NATO defense chiefs have made “no final decision” about the alliance’s military future in Afghanistan, NATO Secretary-General Jens Stoltenberg said Thursday as pressure grows on the U.S. and its allies ahead of a key May 1 deadline for withdrawal from the country.
Speaking immediately after a virtual meeting with NATO defense ministers, including U.S. Defense Secretary Lloyd Austin, Mr. Stoltenberg said member nations will continue working toward a consensus on Afghanistan. The U.S. is scheduled to pull all of its remaining 2,500 troops from Afghanistan by May 1 under the terms of a deal the Trump administration struck with the Taliban last year.
While the majority of the roughly 10,000 troops in Afghanistan are from countries other than the U.S., a full American exit would make it virtually impossible for NATO to continue its current mission.
“Defense ministers had a thorough discussion of the situation in Afghanistan. We are faced with many dilemmas and there are no easy options,” Mr. Stoltenberg said. “At this stage, we have made no final decision on the future of our presence [in Afghanistan]. But as the first of May deadline is approaching, NATO allies will continue to closely consult and coordinate in the coming weeks.”
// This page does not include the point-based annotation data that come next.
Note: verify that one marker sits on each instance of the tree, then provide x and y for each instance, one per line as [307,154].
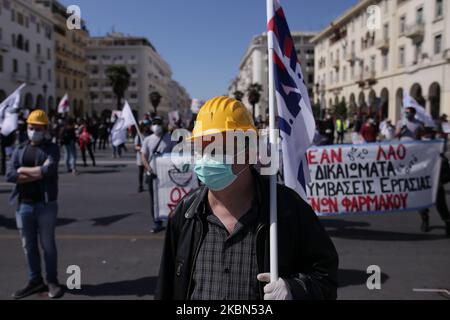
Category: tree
[119,78]
[155,99]
[254,95]
[238,95]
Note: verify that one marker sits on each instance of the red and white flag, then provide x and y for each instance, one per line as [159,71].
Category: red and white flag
[296,120]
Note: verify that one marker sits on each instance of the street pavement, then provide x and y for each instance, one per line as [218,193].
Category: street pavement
[104,228]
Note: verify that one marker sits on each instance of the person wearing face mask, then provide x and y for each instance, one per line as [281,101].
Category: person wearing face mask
[369,131]
[217,239]
[33,169]
[409,128]
[153,146]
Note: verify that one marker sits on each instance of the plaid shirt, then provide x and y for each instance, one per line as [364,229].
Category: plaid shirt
[226,266]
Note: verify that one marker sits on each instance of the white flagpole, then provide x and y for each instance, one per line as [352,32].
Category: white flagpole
[274,150]
[136,125]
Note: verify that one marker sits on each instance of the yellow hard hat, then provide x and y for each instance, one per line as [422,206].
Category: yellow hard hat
[38,117]
[222,114]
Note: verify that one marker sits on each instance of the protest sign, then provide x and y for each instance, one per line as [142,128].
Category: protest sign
[374,178]
[176,178]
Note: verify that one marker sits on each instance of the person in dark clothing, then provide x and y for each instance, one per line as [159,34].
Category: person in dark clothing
[68,139]
[441,201]
[34,171]
[93,129]
[217,240]
[86,145]
[329,129]
[6,142]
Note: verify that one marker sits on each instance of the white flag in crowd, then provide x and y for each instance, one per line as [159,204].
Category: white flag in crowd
[422,114]
[296,121]
[64,105]
[9,112]
[124,121]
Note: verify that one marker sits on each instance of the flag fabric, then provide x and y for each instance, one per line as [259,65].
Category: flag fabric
[421,114]
[9,112]
[120,130]
[296,119]
[64,105]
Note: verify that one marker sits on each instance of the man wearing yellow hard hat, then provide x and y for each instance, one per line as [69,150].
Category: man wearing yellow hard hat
[217,241]
[33,169]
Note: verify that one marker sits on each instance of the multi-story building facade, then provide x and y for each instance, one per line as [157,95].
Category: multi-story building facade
[254,69]
[27,53]
[378,49]
[178,96]
[149,72]
[70,59]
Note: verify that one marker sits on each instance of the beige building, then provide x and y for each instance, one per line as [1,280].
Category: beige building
[70,59]
[27,53]
[377,49]
[149,72]
[254,68]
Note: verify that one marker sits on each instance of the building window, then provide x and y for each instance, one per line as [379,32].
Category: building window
[419,15]
[439,8]
[15,66]
[372,63]
[402,24]
[385,58]
[386,31]
[401,56]
[438,44]
[417,53]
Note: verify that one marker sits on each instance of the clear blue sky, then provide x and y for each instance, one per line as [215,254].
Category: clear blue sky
[202,40]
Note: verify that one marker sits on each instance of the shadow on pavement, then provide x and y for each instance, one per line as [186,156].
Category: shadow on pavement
[139,287]
[10,223]
[109,220]
[347,278]
[342,224]
[83,172]
[353,230]
[360,234]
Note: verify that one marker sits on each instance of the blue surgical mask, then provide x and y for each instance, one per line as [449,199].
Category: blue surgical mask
[216,175]
[36,136]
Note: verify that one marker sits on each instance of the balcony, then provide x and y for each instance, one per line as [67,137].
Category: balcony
[370,77]
[21,78]
[40,59]
[447,54]
[350,57]
[4,46]
[336,64]
[360,80]
[416,32]
[382,45]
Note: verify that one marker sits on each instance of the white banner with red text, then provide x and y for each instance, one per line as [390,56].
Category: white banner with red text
[175,179]
[374,178]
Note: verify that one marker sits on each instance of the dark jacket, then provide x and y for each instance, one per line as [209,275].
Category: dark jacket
[307,257]
[49,185]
The U.S.-led NATO effort in Afghanistan, formally known as the Resolute Support mission, has been critical to maintaining some level of stability in the chaotic country. Even as the Taliban has retaken key territory and re-emerged as a major fighting force in recent years, U.S. and NATO forces have kept the insurgent group from capturing cities and completely overrunning the nation.
There are growing fears among NATO members that May 1 withdrawal could set the stage for the Taliban to once again take control of the entire country, just as it did in the years leading up to the Sept. 11, 2001, attacks.
The U.S. peace deal with the Taliban laid out several key conditions that must be met before America would withdraw. They include guarantees that Afghanistan would never again become a safe haven for terrorist groups and that the Taliban would engage in direct negotiations aimed at a permanent peace agreement with the U.S.-backed government in Kabul.
The agreement also called on the Taliban to reduce violence across the country.
Few believe the Taliban has lived up to those commitments.
“All NATO allies welcomed the agreement between the United States and Taliban last year. At the same time, we clearly stated that, of course, there are conditions in this agreement that have to be met,” Mr. Stoltenberg said. “I have many times made clear that the Taliban needs to negotiate in good faith, violence has to be reduced, and the Taliban has to stop cooperating with international terrorist groups that are planning terrorist attacks on our own countries, allied countries.”